While admitting that the country's sovereignty and integrity require observation of confidentiality, he, however, said ''no documents should remain secret for ever and they need to be declassified after a certain timeframe, so that information could be released to people without affecting national interest.'' Mr Chatterjee was delivering the valedictory address at the two-day third Annual Convention of the Central Information Commission which was inaugurated here yesterday by Prime Minister Manmohan Singh.

The Speaker called for ''replacing the culture of secrecy and confidentiality with the culture of openness and mutual faith and making people aware of about the provisions of the Right to Information Act.

He said good governance and the right to information were complementary to each other as they in their turn stabilise and broaden the working of the democratic system.

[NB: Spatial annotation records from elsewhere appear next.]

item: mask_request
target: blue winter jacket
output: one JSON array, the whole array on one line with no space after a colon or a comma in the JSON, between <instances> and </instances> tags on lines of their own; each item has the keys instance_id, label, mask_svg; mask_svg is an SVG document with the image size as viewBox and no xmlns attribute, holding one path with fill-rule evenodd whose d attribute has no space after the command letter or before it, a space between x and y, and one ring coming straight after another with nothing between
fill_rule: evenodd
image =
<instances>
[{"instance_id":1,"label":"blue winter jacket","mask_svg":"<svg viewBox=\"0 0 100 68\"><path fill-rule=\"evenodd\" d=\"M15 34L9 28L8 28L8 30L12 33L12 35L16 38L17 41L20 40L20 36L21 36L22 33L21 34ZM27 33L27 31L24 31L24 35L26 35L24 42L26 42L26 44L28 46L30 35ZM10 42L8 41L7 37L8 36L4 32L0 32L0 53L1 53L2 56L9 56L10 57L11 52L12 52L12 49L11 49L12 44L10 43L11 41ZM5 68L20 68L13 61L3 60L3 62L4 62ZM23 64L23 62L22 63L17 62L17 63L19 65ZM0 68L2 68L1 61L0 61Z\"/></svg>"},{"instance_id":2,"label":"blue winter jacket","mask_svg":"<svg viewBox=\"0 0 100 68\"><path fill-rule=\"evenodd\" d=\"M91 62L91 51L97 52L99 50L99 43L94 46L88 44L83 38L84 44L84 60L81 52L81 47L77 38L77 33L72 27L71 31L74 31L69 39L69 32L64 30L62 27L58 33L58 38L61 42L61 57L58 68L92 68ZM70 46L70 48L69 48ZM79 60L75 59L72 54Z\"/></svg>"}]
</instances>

''For democracy to be meaningful, it has to be participative and inclusive in every sense of the term, and it can succeed only when due acknowledgement is given to people's right to seek information effectively from public authorities,'' he said.

Lack of transparency in government dealings and activities generally breeds and encourages insensitiveness and inefficiency, he added.

Citing various studies, he said the experience of the last three years revealed that the implementation of the RTI Act across the board should be streamlined.

While taking note of complaints that citizens' RTI applications were sometimes rejected on vague and undisclosed grounds, the Speaker also cautioned against vested interests which seek information without any bonafide motive.

He called for adequate disincentive, including imposition of some punishment on frivolous proceedings.

The Speaker also expressed concern over the mounting number of RTI applications and the inability of the Central and state information commissions to deal with them.

''The pendency of nearly 7000 cases with the Central Information Commission, as in June 2008, speaks out not only volumes about people's desire for information but also of institutional inadequacy in dealing with them,'' said Mr Chaterjee while calling for the reasons to investigate, and the commissions strengthened to deal with the problem.

The Speaker said he was glad that the Lok Sabha was receiving lots of RTI applications on the working of the House and its members, as it proved their interest in parliamentary activities.

Chief Information Commissioner Wajahat Habibullah briefed the Speaker and the delegates about the proceedings of the Convention and the activities and measures it planned to make the Commission more effective in providing information to people.